訪日外国人の移動実態が明らかに!(JR東日本とNTTデータ)

訪日外国人の移動実態が明らかに、JR東日本とNTTデータがデータ公表、入国地や国籍で移動の違い鮮明
(トラベルボイス 2017年4月21日)
https://www.travelvoice.jp/20170421-87449


このデータは凄い! 訪日外国人の移動実態がかなり正確にわかる。
JR東日本・NTTデータ「訪日外国人旅行者移動実態調査結果」をご覧ください。
http://www.jreast.co.jp/press/2017/20170412.pdf
“いつ” “どんな人が” “ドコから” “ドコに” 動いたかが分かる。ビッグデータの重みを感じるデータです。
広域移動ではNTTデータの訪日外国人約500万台の携帯電話のデータを基にしており、法務省の出入国管理データとの誤差が少ない。

入国者数、滞在数、出国数を関東と近畿をピックアップすると
全入国者550.7万人のうち、関東における入国249.7万人(45.3%)、滞在268.6万人(48.8%)、出国251.9万人(45.7%)
全入国者550.7万人のうち、近畿における入国159.1万人(28.9%)、滞在204.0万人(37.0%)、出国158.4万人(28.8%)

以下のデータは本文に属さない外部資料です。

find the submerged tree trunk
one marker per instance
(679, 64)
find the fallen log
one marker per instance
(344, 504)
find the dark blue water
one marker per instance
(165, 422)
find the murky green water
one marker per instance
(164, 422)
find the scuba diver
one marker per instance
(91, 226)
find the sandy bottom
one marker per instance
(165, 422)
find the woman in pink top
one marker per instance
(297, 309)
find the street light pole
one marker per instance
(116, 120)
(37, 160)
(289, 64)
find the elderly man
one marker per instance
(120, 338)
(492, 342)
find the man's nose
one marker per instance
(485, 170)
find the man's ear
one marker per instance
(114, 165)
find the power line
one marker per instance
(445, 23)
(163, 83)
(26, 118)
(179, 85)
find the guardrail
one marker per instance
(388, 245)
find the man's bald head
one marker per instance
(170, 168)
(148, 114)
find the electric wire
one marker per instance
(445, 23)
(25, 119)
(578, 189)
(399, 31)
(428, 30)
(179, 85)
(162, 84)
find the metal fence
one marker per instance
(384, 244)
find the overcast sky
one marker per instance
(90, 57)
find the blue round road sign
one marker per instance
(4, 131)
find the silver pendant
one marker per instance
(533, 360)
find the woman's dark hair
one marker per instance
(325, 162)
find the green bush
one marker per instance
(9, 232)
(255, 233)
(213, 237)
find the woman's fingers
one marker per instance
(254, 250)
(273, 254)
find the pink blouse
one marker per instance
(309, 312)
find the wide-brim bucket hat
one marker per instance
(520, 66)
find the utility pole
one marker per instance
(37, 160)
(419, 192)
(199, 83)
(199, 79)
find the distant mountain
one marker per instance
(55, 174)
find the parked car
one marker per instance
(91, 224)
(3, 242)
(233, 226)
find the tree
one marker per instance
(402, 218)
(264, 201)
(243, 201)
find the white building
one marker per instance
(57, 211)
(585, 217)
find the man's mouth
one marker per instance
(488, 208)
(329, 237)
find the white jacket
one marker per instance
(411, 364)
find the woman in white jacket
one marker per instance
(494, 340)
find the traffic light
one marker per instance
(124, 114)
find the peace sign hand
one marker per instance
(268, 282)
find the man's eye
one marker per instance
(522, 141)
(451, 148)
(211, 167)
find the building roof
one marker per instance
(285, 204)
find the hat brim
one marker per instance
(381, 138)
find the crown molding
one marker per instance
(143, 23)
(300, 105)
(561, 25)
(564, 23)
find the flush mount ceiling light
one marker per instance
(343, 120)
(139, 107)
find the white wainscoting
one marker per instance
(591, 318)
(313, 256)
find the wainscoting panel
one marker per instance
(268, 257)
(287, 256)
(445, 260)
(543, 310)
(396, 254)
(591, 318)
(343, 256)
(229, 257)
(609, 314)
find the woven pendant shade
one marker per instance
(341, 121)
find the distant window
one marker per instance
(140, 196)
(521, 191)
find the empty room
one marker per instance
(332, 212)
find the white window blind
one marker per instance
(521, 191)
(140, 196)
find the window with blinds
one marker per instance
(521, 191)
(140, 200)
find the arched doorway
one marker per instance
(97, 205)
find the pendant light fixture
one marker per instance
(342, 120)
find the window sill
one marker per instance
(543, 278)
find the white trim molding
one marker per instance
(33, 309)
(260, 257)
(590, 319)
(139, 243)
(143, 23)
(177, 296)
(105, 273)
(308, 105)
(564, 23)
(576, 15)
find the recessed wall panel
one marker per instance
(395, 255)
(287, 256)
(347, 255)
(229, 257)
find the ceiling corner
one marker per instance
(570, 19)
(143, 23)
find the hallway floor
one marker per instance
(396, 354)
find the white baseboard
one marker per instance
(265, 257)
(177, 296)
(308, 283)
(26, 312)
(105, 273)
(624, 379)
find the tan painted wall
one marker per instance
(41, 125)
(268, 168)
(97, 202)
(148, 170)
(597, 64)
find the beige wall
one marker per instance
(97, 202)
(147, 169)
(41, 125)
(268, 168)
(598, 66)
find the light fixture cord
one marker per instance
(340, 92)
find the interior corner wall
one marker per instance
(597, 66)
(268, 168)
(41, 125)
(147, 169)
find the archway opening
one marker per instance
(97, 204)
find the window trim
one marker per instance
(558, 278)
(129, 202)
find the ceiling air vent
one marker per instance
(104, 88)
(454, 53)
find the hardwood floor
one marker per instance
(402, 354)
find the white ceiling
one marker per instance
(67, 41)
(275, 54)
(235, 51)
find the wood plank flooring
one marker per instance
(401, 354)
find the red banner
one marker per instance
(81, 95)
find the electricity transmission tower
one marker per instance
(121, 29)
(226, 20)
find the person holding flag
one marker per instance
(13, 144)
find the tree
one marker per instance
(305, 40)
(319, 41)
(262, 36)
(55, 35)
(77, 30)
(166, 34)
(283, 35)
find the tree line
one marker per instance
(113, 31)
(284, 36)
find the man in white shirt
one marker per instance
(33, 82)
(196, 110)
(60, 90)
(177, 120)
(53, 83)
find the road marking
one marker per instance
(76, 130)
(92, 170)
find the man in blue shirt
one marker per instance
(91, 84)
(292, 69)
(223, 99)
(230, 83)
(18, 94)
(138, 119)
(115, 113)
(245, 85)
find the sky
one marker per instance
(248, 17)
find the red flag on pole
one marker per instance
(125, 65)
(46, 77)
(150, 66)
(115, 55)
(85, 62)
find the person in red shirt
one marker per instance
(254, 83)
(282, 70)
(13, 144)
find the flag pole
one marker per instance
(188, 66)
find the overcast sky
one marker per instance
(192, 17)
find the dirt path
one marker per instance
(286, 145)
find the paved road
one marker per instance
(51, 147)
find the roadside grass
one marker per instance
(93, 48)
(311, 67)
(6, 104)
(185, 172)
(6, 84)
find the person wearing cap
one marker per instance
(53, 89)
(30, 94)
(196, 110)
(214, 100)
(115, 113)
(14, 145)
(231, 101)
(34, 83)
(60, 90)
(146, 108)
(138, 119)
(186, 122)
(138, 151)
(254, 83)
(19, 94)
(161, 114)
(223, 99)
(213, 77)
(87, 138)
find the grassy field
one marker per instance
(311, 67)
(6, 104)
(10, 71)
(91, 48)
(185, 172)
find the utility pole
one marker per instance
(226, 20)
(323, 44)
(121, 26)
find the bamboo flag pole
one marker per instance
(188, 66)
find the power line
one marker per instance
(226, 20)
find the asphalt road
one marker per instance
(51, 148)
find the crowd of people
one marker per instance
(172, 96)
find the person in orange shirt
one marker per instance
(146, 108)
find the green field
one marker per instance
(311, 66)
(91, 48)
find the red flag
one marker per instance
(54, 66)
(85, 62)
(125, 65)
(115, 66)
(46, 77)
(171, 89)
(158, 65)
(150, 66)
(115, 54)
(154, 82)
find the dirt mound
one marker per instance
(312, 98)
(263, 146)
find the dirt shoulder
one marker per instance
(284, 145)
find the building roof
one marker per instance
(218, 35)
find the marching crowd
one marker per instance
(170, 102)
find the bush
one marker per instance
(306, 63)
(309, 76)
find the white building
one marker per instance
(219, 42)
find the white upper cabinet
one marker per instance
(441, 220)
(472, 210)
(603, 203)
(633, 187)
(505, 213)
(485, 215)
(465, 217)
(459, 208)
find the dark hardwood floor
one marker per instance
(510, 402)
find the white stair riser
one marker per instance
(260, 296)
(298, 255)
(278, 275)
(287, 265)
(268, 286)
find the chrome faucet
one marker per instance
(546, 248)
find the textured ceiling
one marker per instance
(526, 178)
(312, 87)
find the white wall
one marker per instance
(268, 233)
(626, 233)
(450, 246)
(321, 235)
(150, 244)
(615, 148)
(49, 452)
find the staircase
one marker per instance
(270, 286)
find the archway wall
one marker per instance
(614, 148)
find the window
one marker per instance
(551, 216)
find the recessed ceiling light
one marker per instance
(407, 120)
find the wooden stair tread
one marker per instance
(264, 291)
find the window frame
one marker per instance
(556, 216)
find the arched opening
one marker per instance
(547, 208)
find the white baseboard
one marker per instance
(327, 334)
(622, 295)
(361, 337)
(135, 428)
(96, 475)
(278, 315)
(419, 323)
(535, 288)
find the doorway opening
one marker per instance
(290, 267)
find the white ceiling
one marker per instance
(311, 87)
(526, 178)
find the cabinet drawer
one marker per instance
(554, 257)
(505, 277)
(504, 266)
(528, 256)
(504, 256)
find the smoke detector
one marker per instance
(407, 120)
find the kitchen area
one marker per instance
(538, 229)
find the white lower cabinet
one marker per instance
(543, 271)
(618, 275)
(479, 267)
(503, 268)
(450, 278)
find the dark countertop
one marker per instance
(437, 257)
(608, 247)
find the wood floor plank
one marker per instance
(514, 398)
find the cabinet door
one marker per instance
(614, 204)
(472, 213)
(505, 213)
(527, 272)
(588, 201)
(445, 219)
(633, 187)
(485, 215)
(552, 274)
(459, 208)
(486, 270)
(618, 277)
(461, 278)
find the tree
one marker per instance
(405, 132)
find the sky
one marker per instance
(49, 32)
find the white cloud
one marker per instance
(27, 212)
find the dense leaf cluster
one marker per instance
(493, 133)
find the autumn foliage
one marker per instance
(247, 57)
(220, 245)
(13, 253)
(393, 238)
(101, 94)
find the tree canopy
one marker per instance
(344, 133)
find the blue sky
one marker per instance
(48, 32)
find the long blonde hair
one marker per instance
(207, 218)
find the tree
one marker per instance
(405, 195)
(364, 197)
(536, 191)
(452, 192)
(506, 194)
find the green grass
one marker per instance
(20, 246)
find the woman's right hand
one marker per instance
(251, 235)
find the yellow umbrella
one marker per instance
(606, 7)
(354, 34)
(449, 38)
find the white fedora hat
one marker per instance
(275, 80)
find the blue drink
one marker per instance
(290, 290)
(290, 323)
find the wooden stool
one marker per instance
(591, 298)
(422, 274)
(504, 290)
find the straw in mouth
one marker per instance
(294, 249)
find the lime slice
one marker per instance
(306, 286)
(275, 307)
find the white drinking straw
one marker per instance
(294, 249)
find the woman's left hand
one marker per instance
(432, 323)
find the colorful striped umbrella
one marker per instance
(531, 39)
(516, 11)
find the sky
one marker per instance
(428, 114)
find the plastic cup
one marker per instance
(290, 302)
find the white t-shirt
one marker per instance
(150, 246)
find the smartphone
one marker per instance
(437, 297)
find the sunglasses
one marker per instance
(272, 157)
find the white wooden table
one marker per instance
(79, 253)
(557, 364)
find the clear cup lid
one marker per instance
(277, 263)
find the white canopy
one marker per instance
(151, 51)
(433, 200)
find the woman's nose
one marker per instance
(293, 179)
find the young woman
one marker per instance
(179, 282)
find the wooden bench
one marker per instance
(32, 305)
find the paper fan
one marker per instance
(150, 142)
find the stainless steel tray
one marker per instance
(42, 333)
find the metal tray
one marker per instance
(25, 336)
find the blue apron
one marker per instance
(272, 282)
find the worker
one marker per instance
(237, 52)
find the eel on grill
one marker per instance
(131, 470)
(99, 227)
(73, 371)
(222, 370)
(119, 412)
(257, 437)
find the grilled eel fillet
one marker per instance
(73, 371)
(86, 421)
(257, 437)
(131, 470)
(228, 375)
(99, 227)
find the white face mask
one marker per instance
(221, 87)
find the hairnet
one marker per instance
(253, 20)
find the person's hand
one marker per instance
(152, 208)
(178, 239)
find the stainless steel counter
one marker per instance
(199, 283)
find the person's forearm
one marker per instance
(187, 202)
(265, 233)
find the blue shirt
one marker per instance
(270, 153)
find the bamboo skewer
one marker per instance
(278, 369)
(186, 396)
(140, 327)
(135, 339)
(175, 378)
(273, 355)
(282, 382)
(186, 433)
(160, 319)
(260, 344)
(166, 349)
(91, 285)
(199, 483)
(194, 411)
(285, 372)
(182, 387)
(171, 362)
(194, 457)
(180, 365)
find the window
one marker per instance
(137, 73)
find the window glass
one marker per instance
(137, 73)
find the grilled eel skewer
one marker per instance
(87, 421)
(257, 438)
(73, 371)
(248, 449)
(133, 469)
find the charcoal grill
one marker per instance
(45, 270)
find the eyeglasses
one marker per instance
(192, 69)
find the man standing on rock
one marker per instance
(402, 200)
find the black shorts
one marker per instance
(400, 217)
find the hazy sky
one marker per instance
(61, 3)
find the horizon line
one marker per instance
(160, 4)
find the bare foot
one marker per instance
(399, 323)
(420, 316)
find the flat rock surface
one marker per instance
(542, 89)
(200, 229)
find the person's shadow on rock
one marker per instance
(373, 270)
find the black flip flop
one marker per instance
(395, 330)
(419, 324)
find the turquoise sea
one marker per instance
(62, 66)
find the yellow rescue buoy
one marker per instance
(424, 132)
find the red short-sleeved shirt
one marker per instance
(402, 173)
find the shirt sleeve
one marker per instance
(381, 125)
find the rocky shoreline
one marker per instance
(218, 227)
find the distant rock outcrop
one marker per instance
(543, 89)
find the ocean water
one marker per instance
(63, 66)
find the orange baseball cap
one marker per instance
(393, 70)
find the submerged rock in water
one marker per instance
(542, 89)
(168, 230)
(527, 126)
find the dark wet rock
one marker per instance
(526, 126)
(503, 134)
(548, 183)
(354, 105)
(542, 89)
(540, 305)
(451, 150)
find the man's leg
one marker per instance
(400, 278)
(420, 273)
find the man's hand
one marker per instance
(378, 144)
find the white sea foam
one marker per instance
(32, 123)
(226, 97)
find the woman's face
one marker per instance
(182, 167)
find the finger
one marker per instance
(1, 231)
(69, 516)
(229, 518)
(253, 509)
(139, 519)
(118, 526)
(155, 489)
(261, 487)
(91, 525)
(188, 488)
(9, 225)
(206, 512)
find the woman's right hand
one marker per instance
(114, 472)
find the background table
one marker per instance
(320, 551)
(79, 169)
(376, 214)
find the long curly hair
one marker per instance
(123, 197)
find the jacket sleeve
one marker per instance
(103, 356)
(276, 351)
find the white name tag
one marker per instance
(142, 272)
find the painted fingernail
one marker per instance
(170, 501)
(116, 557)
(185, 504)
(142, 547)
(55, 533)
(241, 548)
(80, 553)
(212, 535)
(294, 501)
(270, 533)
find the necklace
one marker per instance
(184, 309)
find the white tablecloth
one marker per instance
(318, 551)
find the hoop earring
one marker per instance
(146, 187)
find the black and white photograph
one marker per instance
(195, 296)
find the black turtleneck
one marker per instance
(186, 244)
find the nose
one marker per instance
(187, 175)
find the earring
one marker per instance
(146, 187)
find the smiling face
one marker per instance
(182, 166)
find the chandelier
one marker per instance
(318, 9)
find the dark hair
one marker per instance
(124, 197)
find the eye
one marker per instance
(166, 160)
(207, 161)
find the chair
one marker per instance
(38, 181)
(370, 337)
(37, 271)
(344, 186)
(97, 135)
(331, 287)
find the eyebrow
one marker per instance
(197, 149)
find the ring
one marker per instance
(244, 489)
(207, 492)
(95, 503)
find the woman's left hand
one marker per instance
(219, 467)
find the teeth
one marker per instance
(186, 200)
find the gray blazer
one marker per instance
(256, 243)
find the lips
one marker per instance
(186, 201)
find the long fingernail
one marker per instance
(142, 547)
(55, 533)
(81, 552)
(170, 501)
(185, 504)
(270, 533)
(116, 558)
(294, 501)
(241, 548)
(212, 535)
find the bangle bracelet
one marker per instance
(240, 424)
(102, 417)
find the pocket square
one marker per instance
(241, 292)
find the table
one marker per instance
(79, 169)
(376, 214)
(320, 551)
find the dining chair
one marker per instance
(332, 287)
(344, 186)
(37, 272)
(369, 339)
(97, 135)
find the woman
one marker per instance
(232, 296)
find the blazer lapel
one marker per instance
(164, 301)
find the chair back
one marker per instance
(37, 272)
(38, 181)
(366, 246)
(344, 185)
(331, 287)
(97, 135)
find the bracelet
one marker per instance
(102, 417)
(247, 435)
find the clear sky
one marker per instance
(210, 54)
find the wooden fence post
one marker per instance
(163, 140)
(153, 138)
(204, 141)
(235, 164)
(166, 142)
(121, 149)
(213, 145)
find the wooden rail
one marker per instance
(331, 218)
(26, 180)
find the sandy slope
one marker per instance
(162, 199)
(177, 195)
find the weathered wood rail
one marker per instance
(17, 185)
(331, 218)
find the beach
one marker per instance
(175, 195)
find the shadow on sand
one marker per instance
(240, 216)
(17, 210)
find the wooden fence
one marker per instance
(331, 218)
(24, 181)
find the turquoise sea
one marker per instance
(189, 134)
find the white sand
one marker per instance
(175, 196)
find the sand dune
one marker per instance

入国者のうち、狭域旅行、広域旅行、戻って出国、異動先から出国
関東に入国253.0万人のうち狭域旅行156.8万人(62.0%)、広域旅行96.2万人(38.0%)、戻って出国68.7万人、異動先から出国27.5万人
近畿に入国160.7万人のうち狭域旅行113.6万人(70.7%)、広域旅行47.1万人(29.3%)、戻って出国19.4万人、異動先から出国27.7万人

近畿地方における国別の動向は、
中国が入国45.6万人(32.8%)、滞在69.2万人(49.8%)、出国44.8万人(32.3%) (滞在2位)
韓国が入国44.8万人(36.4%)、滞在46.0万人(37.4%)、出国44.8万人(36.4%) (滞在1位)
台湾が入国32.1万人(29.9%)、滞在33.8万人(31.5%)、出国32.0万人(29.8%) (滞在2位)
香港が入国15.3万人(30.7%)、滞在17.0万人(33.9%)、滞在17.0万人(33.9%) (滞在2位)
タイが入国3.4万人(23.4%)、滞在4.2万人(28.6%)、出国3.4万人(23.3%)       (滞在2位)
アメリカが入国3.0万人(9.0%)、滞在7.4万人(22.0%)、出国3.2万人(9.5%)     (滞在2位) (関東入国28.8万人(86.1%))


【ポイント】
JR東日本とNTTデータは、訪日外国人旅行者の移動実態に関する共同調査を実施した。
広域移動が多いのは関東と近畿からの入国者。これに対して、区域内の狭域移動は北海道や沖縄、九州の入国者が多い。
中国、米国、フランスからの旅行者は広域移動の傾向が高く、滞在する都道府県の数が多い。
台湾や香港は地方への分散傾向がみられるが、韓国は移動傾向が低い。

関東への入国者のうち域内移動は62.0%、広域移動は38.1%。広域移動をして、移動先から出国した人は10.9%だった。
関東からの移動先で多かったのは、近畿(35.8万人)、東海(30.1万人)、信越(9.6万人)、北海道(7.2万人)、中国(7.1万人)の順。
滞在した都道府県の数は、1人当たり2.9人だった。

広域移動での交通機関の利用率では、中国は飛行機(55%)、新幹線(46%)、バス(34%)の順に対し、米国は飛行機(37%)、新幹線(38%)、バス(33%)と、いずれの割合に大差がなかった。

利用データは、広域移動実態調査ではNTTデータの訪日外国人約500万台の携帯電話運用データで、2016年6~8月分を集計。
狭域(首都圏)移動実態調査は、NTTアド提供の観光アプリ「Japan Travel Guide」のGPSデータを使用した。
訪日中の移動・公共機関の利用状況に関するウェブアンケート調査は、中国、韓国、台湾、香港、米国の5か国地域の訪日旅行経験者を対象に実施した。